Electrical Panel is the breaker box in a house that distributes electricity to outlets and appliances throughout the home. It contains a main circuit breaker switch that monitors your home’s overall power flow, and each of the individual breakers have a specific limit (or “rating”) they can safely carry, or else the system will shut off as a safety measure.
The thick black service wires that connect to the breaker box from the electric meter deliver 120-volts to two “hot” bus bars inside, and each of these is attached to one or more circuit breakers that snap into place. A single-pole breaker provides only 120 volts and attaches to one of the hot bus bars, while double-pole breakers provide up to 240 volts and can power multiple devices in the same location.
If the main breaker switch trips, it shuts off all the branch circuits (and therefore, the appliances and lights), but not the utility service lines. These remain live (carrying deadly electrical current) until the utility company shuts off the power to your home.

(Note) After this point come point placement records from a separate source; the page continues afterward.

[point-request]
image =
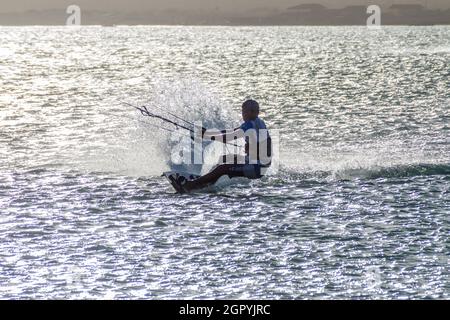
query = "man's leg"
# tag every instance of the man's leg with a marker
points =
(208, 179)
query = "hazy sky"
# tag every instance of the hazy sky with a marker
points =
(189, 5)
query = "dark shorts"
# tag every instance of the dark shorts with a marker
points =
(250, 171)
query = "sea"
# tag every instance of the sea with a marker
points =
(355, 206)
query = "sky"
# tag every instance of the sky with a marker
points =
(234, 6)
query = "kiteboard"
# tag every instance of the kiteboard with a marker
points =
(178, 179)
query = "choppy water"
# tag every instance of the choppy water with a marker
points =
(359, 208)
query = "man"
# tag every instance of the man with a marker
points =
(258, 149)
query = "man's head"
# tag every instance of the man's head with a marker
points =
(250, 110)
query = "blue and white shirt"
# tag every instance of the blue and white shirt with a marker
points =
(261, 137)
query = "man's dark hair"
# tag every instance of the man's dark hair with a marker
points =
(252, 104)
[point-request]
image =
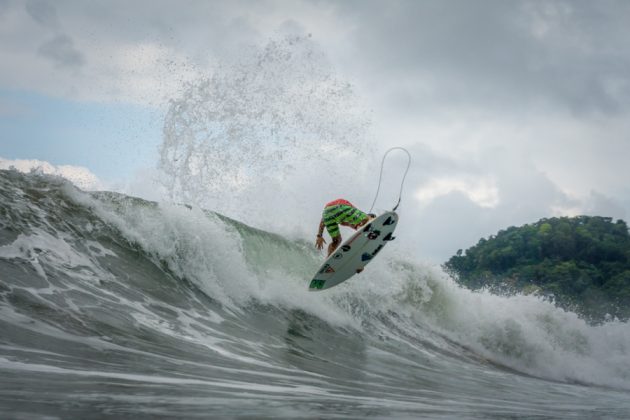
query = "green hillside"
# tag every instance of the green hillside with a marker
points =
(583, 263)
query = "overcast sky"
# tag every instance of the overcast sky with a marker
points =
(512, 110)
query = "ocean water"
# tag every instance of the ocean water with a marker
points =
(112, 306)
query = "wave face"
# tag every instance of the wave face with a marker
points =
(113, 306)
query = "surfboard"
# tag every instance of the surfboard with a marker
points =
(355, 253)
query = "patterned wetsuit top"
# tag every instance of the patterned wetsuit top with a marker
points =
(340, 211)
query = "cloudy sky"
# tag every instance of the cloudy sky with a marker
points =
(512, 110)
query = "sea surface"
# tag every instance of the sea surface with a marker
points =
(116, 307)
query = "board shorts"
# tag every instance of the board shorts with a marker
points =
(341, 211)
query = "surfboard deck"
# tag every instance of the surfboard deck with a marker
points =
(355, 253)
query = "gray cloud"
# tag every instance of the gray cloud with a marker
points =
(61, 51)
(573, 54)
(43, 12)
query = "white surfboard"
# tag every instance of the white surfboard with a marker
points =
(355, 253)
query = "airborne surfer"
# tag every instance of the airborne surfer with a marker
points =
(339, 212)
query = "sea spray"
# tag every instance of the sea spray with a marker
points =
(265, 128)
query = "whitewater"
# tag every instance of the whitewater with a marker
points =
(113, 306)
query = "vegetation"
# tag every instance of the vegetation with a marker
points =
(582, 263)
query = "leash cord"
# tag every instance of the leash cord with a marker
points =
(380, 177)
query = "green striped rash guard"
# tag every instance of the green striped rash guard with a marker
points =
(341, 211)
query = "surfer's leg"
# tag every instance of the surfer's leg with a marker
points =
(334, 244)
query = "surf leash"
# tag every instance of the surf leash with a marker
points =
(380, 177)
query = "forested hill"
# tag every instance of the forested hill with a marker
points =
(582, 262)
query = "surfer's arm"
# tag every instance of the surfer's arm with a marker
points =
(319, 242)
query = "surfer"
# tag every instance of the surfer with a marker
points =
(339, 212)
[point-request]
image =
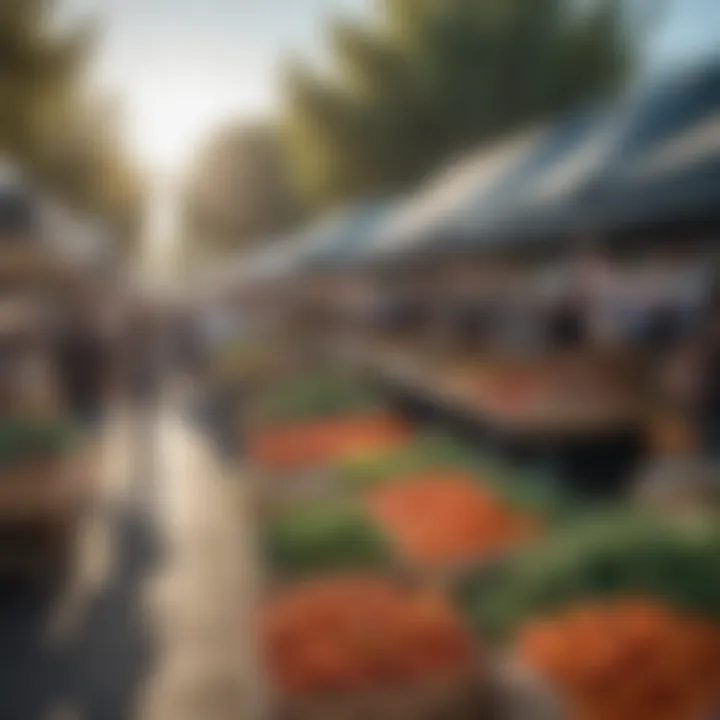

If you frequently have to flip the breaker switch back and forth or replace fuses, it’s a good idea to check out your service panel with an electrician. It may be time to upgrade to a more capable system. Also, if you’re adding an in-law suite or other expansion, you will likely need to add additional circuits. In these cases, it’s a good idea to call an electrician to install a sub-panel and move older circuits to it to free up space.